The inaugural Ginger Pride Walk in 2011 drew 15 people.
Last year’s march saw 200 people walking down Broad Street, chanting slogans and bringing attention to bullying.
“You don’t have to have red hair to come,” said James Schroeder, the march’s organizer. “Anyone who wants to come is welcome.”
The event, now titled the Ginger Pride Parade, is scheduled for noon on March 15. Marchers will gather at Heritage Park on Second Avenue before walking to Bridgepoint Plaza, where they’ll begin their hike on Broad Street to City Hall.
This will be the first year marchers walk on the street. In past years they walked on the sidewalk from the Cotton Block to City Hall.
The rising number of participants led Schroeder to get the street permit.
“It’s something I believe in,” Schroeder said. “I’m going to push it as far as I can.”
Schroeder got the idea for a march when a student said something offensive to him.

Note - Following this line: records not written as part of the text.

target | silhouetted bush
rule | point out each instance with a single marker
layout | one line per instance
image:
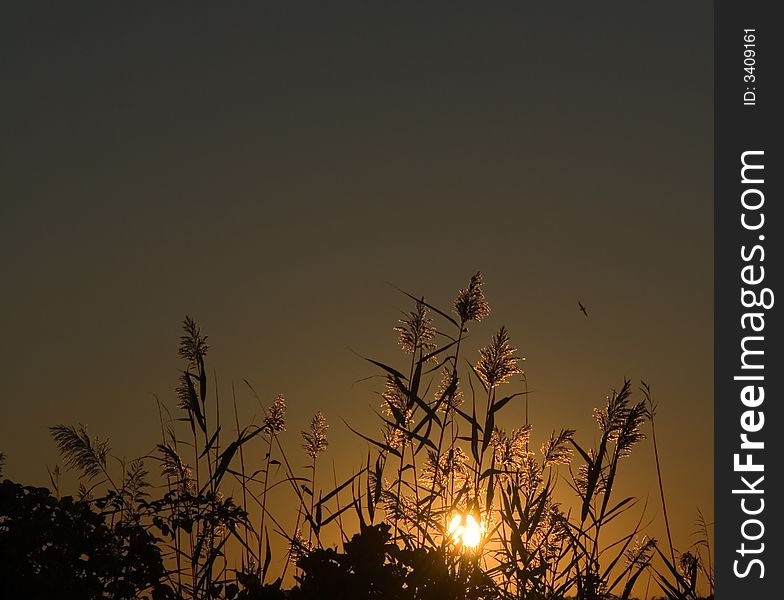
(60, 548)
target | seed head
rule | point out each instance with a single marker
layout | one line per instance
(275, 417)
(497, 361)
(470, 304)
(315, 440)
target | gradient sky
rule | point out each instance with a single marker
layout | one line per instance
(268, 171)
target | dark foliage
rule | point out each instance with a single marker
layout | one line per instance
(374, 568)
(61, 548)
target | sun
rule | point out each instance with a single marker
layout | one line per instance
(465, 530)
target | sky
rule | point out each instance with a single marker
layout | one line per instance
(271, 171)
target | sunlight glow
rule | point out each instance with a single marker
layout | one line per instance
(465, 530)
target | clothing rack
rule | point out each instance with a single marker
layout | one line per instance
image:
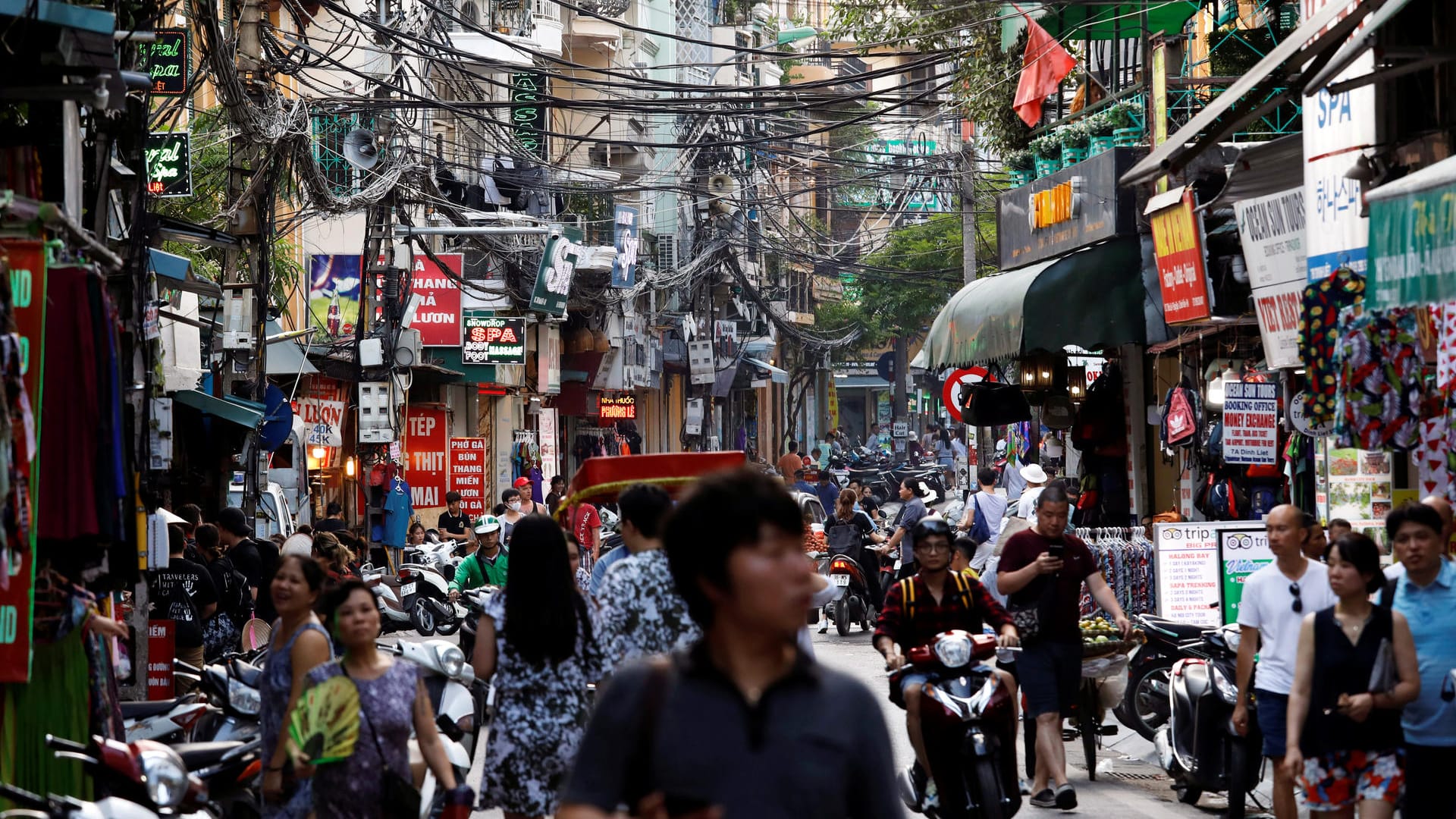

An attempt to resolve the situation administratively failed, and Schroeder decided to organize a march.
“I can deal with it,” Schroeder said of the offensive comment. “I’m an adult. It’s fun to make a parade, but a lot of kids can’t deal with it.”
Schroeder is building interest in the march on the “Ginger Pride Walk” Facebook page. People can vote for Mr. and Miss Ginger Pride by “liking” a photo. Winners will get a trophy at the parade.
There are three categories for Mr. and Miss Ginger Pride: Infants to 8 years old; 9 to 17 years old; and 18 and older.
Money for the trophies and the T-shirts sold at the event comes out of Schroeder’s pocket. He’d like to use kickstarter.com — a website used to raise money for various projects — to get funds for next year’s march.
Schroeder intends to film the march and interview participants, which he’ll use for the kickstarter project.
If his plan succeeds, next year’s parade will feature floats.
A group photo of participants will be taken at City Hall at the parade’s end. Attendees will receive free sunscreen, but are advised to bring their own umbrellas.